Adult First Aid Supplies
The list of items every home should have (presented early in this chapter) covers what you will need for adult first aid emergencies. It doesn't hurt to have a comforting voice and a soothing touch when dealing with young adults and children. And a warm blanket and some warm words won't hurt an adult in pain either! Here are some extras you might want to keep on hand specifically for adults:
1. Anaphylaxis kits are essential if any family member is allergic to bee stings. This simple antidote will reduce the inflammation and swelling in the airways and help the victim breathe again!
2. Nitroglycerin tablets are good to have on hand if anyone in your family has a
history of heart pain or angina.
3. Inhalers are necessary for anyone who has asthma. Keep several on hand in case it takes a while for help to arrive.
4. Irritated eyes? Make sure you have eye drops to soothe allergic irritation, as well as eye washes to help cleanse eyes of any chemicals that might have accidentally gotten in the eyes. (See Chapter 11 for specific eye first aid.)
5. Ear drops will help reduce earaches caused by infections and fevers. They will also help remove an overload of wax or a stubborn insect, and they can help restore inner ear equilibrium.
6. You don't need to keep a vial of glucose on hand, but if someone feels a sudden drop in the middle of the afternoon, it could be a low blood sugar reaction. The solution? Keep a few packets of sugar on hand to place on the tongue. Give the person a slice of protein (low-fat cheese or turkey is healthy) and a slice of bread to stabilize blood sugar levels.
7. Insulin tablets or injections are imperative in an any first aid kit if someone you know has diabetes.

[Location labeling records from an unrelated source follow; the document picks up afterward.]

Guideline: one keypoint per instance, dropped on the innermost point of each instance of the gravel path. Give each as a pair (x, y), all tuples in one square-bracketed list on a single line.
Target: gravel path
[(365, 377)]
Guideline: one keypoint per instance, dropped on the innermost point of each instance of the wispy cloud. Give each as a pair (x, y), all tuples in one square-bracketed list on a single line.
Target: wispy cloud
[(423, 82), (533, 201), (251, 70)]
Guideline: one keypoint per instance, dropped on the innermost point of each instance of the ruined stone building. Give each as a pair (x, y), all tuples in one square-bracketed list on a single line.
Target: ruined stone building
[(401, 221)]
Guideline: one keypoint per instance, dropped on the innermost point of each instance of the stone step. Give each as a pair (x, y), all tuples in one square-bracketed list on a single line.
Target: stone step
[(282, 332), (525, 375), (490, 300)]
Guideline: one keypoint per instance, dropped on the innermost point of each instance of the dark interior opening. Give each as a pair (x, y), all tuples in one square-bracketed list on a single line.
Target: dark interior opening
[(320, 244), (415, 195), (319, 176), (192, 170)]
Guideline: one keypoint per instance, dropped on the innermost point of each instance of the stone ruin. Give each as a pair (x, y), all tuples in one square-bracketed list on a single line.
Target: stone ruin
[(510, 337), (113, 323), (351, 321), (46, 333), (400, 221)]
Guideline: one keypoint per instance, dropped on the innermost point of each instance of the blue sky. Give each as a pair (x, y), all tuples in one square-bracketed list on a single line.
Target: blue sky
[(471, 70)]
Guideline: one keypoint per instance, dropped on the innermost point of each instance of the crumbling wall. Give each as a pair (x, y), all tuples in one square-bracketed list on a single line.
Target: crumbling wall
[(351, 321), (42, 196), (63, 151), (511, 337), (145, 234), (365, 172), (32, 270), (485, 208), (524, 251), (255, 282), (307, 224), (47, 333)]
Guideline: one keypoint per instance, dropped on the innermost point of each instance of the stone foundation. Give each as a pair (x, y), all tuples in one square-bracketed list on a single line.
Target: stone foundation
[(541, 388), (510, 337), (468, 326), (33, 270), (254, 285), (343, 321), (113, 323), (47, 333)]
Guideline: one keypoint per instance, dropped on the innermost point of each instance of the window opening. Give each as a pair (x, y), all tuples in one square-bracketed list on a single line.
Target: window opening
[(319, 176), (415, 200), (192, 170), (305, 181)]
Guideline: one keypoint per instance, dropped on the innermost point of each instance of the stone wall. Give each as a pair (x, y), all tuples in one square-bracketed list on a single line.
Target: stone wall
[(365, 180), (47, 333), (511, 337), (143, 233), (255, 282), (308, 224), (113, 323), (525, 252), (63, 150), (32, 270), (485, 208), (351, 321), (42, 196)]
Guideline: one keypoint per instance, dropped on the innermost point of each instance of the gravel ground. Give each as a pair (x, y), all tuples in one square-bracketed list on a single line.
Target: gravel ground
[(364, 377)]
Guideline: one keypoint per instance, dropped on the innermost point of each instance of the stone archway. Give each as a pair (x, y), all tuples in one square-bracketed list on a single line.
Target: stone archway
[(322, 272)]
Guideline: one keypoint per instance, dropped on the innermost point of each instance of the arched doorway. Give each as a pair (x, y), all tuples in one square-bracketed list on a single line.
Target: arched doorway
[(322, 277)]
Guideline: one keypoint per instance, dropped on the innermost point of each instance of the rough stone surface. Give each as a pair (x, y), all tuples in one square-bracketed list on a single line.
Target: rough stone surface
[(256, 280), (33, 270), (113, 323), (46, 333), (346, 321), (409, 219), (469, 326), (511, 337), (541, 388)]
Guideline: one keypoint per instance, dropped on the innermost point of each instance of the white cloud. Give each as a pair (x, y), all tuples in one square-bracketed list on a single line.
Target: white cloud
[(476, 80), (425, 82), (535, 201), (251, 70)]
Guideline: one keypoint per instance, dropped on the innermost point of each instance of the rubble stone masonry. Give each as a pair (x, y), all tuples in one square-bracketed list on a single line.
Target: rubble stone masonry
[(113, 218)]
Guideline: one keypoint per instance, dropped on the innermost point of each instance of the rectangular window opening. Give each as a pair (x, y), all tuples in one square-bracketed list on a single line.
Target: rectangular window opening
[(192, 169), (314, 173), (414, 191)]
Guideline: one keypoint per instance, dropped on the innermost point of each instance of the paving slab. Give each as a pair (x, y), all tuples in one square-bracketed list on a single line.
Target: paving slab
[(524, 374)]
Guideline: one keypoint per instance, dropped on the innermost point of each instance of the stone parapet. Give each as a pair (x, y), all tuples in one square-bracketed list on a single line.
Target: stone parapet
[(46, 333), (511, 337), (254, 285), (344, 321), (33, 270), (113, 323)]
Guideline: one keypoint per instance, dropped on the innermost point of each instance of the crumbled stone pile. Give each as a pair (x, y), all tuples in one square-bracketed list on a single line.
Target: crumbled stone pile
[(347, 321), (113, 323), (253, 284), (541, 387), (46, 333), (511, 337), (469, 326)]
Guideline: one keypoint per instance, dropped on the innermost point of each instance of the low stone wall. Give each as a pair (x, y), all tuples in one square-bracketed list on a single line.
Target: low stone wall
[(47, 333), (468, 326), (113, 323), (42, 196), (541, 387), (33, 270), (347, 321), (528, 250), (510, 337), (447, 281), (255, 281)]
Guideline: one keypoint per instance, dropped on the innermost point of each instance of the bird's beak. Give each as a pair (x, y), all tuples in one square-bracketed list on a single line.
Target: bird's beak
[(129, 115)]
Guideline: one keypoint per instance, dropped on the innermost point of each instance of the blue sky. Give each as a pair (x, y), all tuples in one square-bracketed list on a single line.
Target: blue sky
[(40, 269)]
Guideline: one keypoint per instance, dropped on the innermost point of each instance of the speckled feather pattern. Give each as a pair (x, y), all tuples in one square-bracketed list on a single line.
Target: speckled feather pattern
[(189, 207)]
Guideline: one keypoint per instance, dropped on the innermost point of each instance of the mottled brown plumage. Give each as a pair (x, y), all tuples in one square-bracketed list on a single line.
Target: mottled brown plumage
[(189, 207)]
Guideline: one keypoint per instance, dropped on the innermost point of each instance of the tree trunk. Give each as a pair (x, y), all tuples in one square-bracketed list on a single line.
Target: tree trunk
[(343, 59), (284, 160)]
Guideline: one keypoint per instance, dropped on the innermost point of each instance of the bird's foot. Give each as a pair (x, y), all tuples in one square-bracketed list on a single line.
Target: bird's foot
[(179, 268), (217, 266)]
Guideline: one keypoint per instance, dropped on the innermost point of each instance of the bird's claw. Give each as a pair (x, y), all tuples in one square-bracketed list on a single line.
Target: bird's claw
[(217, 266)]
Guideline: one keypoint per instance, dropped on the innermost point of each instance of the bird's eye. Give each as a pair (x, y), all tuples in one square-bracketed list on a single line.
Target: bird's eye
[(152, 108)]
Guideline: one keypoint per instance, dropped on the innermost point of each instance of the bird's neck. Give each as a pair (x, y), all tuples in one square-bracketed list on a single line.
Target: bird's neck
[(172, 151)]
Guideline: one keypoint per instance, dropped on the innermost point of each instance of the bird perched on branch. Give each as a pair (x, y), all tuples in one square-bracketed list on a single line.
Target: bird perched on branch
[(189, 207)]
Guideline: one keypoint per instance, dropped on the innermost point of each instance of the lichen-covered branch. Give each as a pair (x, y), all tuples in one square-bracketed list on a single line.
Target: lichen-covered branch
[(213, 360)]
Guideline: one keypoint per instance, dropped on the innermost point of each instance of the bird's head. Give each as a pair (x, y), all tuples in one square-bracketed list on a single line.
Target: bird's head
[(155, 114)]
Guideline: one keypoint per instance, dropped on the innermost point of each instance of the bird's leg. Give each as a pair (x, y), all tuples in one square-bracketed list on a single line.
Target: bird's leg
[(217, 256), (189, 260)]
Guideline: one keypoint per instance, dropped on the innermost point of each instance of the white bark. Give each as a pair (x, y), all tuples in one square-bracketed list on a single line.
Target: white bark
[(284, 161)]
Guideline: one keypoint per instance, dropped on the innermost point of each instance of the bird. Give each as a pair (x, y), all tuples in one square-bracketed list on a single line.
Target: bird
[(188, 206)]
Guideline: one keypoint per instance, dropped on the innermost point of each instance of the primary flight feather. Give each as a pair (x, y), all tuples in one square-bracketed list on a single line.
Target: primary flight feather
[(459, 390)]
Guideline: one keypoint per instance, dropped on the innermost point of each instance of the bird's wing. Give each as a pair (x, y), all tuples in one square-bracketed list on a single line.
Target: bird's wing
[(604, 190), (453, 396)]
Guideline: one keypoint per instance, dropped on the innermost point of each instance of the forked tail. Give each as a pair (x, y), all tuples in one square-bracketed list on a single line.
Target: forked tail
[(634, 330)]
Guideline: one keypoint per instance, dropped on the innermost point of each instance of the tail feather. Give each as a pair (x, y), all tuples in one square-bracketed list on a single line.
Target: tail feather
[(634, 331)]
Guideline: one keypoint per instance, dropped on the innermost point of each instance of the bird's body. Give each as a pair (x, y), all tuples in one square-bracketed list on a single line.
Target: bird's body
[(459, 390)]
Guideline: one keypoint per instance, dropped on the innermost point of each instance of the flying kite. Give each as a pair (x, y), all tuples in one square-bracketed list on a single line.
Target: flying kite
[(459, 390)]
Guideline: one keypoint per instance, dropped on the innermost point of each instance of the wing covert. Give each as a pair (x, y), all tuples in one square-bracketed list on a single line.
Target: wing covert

8. Contrary to popular opinion, a "nip" of brandy is not good medicine. It doesn't really keep you warmer or help you stay calm. (And, remember, in Chapter I, we advised never to give a person in trouble anything to drink!) However, if you are the one performing the first aid, that brandy might taste mighty good after the crisis.
9. A warm blanket or one of those new shiny, lightweight insulated covers (used by astronauts in space) will help keep your loved one warm. Keep a warm blanket in the trunk of your car or within reach on a shelf in the closet.

10. A plain brown "lunch bag" can be used to ward off panic attacks. Simply have the victim breathe into a bag for several minutes to help steady breathing. It's also a good idea to have a supply of anti-anxiety medication on hand if anyone in your family has a history of anxiety or panic attacks.

The Least You " Need to Know

> A well-stocked medicine cabinet or first aid kit has, at the very least, aspirin, adhesive tape, a thermometer, sterile gauze bandages, tape, tweezers, anti-diarrhea medicine, rubbing alcohol, and an antibiotic cream.
> Keep a blanket and a (working) flashlight on hand.
> Read the labels. Make sure children and young teens are given correct dosages.
> Never forget the power of a soothing touch and a calm voice. It can help an injured person of any age.